Deuces for using cash all the time

Germans also tend to smoke a lot, especially young people. This is a rather difficult thing for me to adapt to, as I am almost never around cigarette smokers in America. The distinction is even more prominent at bars and clubs, where the air is cloudy, and I get home reeking of cigarettes. Smoking inside is something I’ve never seen in America (pretty sure it’s against the law?), and was something I was not prepared for, and not something I enjoy. What’s interesting to me is that Europeans, and specifically Germans, have a greater sense of awareness and overall cleanliness when it comes to the environment. In my mind, this carries over to other aspects of attaining a higher quality of life for yourself and those around you, and smoking does not fall into this category. A true cultural difference.

Speaking of the environment, I am truly loving the difference in attitudes and how it is treated in Berlin compared to the states. The streets are extremely clean, and any overflowing trashcan or litter is thus even more noticeable. The love and upkeep of public parks and public spaces is also rather different, potentially falling hand in hand with a more environmentally conscious mindset, or the tendency for Germans to be neat and organized.

Another difficult cultural difference for me has been the lack of available water.

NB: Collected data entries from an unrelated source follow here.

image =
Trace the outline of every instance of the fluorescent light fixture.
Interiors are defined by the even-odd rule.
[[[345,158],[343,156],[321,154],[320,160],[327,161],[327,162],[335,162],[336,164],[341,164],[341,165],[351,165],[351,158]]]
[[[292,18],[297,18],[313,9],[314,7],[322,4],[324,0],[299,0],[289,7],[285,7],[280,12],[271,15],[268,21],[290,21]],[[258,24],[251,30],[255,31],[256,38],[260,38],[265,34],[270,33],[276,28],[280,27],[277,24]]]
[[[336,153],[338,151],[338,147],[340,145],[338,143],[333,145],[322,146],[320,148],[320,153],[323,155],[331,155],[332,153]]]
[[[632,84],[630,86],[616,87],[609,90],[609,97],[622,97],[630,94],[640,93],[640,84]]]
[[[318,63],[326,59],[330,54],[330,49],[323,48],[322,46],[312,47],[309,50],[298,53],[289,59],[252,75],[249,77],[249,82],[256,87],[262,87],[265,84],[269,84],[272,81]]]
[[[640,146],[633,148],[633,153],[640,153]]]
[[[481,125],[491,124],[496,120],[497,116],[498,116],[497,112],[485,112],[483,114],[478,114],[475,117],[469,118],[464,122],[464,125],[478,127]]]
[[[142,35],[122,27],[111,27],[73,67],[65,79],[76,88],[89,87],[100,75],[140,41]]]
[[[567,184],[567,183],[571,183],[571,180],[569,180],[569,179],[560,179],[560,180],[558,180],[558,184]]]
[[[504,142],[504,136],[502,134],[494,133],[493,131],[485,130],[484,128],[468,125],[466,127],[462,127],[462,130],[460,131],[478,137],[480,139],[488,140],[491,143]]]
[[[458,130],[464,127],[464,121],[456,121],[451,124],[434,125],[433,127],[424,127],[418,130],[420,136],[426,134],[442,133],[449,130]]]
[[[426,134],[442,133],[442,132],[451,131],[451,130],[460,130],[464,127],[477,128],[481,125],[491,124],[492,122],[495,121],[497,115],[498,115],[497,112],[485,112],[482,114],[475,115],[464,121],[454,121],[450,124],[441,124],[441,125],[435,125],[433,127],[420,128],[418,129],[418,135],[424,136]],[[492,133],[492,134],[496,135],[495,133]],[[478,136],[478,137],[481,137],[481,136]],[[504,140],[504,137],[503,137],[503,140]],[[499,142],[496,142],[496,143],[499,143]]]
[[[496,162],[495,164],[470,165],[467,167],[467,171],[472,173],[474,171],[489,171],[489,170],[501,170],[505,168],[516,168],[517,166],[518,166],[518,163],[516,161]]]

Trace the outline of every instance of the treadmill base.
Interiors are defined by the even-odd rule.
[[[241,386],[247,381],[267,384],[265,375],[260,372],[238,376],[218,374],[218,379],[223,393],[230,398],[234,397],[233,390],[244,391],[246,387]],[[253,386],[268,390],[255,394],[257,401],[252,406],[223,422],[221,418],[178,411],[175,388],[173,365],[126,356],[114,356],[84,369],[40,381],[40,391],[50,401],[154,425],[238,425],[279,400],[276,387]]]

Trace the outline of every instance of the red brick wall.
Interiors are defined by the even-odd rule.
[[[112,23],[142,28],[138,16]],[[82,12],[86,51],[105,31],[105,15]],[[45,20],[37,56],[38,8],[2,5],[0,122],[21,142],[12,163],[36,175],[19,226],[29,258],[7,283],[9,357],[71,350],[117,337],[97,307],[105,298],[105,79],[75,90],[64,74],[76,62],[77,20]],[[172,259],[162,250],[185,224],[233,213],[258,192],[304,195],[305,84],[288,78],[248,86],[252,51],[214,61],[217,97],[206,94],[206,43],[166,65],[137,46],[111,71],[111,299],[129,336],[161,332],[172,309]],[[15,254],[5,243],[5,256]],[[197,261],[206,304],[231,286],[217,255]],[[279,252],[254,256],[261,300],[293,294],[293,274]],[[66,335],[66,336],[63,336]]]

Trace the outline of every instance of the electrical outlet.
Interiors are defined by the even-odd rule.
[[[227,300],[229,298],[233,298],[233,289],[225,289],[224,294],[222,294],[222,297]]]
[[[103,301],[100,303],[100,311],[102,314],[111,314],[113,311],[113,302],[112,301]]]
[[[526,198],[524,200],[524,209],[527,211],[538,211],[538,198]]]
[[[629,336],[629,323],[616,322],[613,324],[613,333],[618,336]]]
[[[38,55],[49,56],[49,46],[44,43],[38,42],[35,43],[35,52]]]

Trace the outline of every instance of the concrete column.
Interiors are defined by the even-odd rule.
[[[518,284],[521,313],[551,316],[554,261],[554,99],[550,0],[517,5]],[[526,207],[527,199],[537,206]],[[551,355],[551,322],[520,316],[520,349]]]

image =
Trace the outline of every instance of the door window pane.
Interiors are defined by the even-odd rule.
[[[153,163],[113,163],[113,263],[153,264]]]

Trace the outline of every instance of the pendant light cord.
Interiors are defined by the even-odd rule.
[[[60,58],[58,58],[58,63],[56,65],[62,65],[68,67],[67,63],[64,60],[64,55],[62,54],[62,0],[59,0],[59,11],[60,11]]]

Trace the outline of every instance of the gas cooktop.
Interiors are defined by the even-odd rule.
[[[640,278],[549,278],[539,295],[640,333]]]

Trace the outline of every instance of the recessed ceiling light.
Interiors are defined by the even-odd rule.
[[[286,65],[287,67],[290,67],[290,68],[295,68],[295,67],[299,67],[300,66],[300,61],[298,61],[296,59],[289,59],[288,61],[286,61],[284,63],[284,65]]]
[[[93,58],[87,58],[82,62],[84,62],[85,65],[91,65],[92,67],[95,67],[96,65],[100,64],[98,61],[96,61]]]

As a gal who chugs just about 150 oz of water a day, and that’s only when I don’t go to the gym, having to be conscious of the water that I am paying for at restaurants has been difficult. While this is okay when I am at work, being out and about and walking around will make anyone thirsty, and sometimes nothing but a hearty chug from my water bottle is what gets me home.

All in all, there are certainly cultural differences in Germany. But, I like to think that I have been armed with the background to quickly adapt to these differences, or have them not be differences at all. This week wasn’t too different than the last, except for the fact that I have gotten better at estimating the temperature from Celsius to Fahrenheit, as well as estimating weights from Kilos to Pounds.